This exhibition focuses on artists who approach sound in a visual manner, and on works that deliver sound as a physical presence in space. In addition to the presence of sound, which is incorporated into the works on view, the works will also examine, each in a different manner, the concept of the "show," while conceptually and physically deconstructing it within the exhibition space.
The works offer physical and sensorial experiences in which sound is the dominant structuring element. The viewer's movements in space are thus dictated by his attraction to or withdrawal from a specific vibration, sound wave, or field of sound. This is a process of exploration, of revelation, and of assimilation in a space that is not physically demarcated, yet is defined by the sound waves and virtual sound walls created within it.
The exhibition centers on the forefront of creative endeavors taking place in this context in both an international and a local context, while presenting a select group of site-specific works. The exhibition includes three large installations, each of which is displayed on a separate floor of the Helena Rubinstein Pavilion.
The upper level will feature The Forty-Part Motet (a reworking of Spem in Alium by Thomas Tallis, 1573), 2001 by the Canadian artist Janet Cardiff.

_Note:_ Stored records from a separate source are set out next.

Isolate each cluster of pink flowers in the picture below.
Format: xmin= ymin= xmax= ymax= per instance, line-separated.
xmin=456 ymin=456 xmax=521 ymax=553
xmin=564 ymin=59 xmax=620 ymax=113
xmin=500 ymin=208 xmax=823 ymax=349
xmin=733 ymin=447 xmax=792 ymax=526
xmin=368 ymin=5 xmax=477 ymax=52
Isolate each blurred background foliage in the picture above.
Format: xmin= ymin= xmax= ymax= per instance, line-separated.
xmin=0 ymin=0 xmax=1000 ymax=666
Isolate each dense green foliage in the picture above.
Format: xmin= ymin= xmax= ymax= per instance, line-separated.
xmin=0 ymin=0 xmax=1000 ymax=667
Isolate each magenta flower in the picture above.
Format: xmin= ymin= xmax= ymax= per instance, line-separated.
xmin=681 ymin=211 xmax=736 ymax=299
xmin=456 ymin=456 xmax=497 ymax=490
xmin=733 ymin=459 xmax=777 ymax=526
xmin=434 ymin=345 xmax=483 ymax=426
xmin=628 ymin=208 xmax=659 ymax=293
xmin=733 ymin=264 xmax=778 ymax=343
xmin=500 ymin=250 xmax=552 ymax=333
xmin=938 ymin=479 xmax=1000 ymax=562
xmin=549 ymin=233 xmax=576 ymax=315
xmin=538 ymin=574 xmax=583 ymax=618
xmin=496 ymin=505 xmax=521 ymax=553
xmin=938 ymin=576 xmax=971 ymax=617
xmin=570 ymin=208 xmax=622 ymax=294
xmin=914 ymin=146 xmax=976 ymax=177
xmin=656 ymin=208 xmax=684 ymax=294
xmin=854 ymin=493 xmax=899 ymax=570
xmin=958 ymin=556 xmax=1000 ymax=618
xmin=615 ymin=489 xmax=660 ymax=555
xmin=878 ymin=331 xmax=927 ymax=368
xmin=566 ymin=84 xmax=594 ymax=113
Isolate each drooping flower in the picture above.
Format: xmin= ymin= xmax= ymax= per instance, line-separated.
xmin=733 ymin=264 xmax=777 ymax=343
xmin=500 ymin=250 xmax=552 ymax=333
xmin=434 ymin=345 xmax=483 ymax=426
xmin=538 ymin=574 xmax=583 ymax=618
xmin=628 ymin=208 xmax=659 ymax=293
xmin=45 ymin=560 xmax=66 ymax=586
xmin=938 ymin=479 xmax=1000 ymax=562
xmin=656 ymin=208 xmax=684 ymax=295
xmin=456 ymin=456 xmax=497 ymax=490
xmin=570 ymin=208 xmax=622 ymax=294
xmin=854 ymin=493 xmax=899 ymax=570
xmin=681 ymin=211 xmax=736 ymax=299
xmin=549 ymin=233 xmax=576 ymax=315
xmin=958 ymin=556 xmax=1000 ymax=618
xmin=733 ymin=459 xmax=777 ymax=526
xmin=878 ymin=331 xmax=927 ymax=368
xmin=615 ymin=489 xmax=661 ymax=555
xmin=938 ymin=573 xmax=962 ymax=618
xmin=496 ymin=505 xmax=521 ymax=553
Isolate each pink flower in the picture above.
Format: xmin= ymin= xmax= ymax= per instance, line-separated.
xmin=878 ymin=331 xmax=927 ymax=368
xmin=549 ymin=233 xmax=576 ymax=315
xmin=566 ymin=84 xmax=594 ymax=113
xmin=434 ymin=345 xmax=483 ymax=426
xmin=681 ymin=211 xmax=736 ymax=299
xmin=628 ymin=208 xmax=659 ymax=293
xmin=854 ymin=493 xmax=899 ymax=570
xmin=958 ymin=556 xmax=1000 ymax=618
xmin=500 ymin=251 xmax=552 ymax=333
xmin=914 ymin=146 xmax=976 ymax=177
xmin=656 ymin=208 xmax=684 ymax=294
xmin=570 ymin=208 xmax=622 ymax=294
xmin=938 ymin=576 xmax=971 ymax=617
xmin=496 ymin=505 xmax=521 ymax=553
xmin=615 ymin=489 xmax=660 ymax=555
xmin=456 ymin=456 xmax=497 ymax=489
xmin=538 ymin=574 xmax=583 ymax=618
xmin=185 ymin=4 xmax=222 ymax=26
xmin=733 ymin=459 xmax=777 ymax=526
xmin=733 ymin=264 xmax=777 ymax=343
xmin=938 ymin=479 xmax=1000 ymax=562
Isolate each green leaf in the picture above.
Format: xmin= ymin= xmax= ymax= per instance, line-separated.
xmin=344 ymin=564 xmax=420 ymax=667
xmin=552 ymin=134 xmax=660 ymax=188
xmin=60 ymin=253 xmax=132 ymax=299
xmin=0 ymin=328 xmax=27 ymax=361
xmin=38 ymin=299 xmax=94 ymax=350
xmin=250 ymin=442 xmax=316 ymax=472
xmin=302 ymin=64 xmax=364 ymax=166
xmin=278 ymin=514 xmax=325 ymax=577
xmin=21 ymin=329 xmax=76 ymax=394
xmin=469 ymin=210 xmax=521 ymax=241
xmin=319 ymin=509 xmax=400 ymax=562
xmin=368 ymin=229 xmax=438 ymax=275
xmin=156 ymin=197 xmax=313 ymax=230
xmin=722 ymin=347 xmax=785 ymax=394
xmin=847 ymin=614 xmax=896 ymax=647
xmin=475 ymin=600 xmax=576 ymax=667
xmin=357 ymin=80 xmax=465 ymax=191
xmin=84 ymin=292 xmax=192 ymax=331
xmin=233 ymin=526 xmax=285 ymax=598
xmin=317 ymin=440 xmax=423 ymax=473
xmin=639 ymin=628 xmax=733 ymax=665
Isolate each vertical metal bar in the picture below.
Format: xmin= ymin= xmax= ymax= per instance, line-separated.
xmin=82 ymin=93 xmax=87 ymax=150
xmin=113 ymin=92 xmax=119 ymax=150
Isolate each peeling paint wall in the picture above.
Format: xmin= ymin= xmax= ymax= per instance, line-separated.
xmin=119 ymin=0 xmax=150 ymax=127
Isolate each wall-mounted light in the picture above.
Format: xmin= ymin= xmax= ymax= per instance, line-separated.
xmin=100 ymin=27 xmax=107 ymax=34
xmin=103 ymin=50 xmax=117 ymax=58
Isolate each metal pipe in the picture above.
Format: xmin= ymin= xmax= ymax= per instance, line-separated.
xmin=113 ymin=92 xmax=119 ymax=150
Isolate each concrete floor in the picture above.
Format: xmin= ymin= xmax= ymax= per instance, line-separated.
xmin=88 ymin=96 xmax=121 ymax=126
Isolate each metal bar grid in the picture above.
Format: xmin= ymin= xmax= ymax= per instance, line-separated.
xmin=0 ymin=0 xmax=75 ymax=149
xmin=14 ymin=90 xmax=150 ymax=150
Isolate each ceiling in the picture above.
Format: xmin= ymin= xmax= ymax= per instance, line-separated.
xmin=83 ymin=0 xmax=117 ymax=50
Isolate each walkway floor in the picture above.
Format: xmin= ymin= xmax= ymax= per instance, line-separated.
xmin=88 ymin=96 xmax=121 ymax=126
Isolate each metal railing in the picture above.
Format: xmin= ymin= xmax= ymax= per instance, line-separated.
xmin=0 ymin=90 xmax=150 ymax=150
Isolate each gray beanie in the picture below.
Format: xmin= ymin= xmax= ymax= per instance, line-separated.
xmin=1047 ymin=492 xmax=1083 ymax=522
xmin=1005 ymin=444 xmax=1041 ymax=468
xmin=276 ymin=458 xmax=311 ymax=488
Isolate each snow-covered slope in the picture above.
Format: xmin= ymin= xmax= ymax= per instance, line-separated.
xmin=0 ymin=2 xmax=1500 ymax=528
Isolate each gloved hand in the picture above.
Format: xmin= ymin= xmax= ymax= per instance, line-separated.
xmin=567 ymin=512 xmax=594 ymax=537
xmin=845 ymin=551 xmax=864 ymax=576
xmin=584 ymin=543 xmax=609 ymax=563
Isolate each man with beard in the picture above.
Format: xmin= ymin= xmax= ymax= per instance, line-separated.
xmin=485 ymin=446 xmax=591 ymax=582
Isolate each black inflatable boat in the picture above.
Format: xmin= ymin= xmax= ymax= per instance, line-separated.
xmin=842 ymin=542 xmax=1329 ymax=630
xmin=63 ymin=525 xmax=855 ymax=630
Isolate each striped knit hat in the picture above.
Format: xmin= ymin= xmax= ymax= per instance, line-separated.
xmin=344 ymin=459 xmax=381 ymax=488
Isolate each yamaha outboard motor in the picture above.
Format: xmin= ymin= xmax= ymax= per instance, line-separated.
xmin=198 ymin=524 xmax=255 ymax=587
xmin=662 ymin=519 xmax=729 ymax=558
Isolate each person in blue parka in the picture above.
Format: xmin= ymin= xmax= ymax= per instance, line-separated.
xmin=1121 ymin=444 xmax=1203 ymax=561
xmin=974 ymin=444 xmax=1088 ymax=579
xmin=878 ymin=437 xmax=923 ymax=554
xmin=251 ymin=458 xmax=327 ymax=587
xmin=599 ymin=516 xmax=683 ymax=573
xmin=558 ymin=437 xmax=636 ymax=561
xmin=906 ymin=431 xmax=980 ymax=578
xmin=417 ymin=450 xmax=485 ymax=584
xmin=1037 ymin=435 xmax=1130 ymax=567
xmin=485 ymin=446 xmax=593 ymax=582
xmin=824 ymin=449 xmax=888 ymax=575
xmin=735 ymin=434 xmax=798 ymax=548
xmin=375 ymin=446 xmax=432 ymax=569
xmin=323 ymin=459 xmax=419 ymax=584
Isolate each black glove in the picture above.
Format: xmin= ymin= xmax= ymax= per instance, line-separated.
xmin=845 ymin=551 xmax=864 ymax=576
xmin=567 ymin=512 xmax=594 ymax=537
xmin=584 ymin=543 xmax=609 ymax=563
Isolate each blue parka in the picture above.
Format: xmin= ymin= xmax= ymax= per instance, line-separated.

The work is composed of 40 loudspeakers playing Tallis' well-known work. Arranged in an oval, these loudspeakers are the only presence in the exhibition space. The specific positioning of the speakers in the exhibition space, and the fact that each of the singers' voices was recorded individually, create a three-dimensional field of sound, in which the viewer may choose to focus on a single, specific voice or to stand at the center of the space and listen to the entire choir.
This work deconstructs the conventional spatial relations that structure the experience of listening to music in general, and to classical music in particular. In contrast to the acoustic conditions prevalent in cathedrals or concert halls, which are designed to direct the sound created by different voices to the center of the space, in this work it is sound that shapes and defines the space rather than being defined by it.
The work has been displayed in a range of exhibition spaces worldwide, including the Museum of Modern Art in New York. It is currently on permanent display at P.S. 1, New York.
The pavilion's ground floor will feature the work Propagation (Opus 2), 2013, by the Israeli artist Naama Tsabar, who lives and works in New York. This site-specific installation is composed of freestanding walls scattered throughout the exhibition space. The walls are each fitted with different type of musical stage equipment (an amplifier, loudspeakers, a stage monitor, and more), so that the amplifying part is embedded in the internal, hollow part of the wall. Like a room dismantled into individual components, the walls face in different directions throughout the space, supported by the equipment itself and thus elevated from the floor, so that they appear to be floating in space. Each of these walls functions both as an independent sculpture and as a functional amplifier, emanating sound from within sound that is the result of a distant, ostensibly detached, musical action.
The artist and various musicians will perform on the work every Thursday at 8:30 p.m.
Participating musicians include: Tamar Aphek, Ariel Armoni, Or Edry, Roei Freilich, Ram Orion, Gilbert Broid, Maya Dunietz, Ben Drusinsky, Noam Inbar, Zoe Polanski, Neta Polturak, Avishag Cohen Rodrigues, Yaron Sarel, Gamliel Sasportas, Adam Scheflan, Naama Tsabar, Or Zubalsky (Juviley), and others.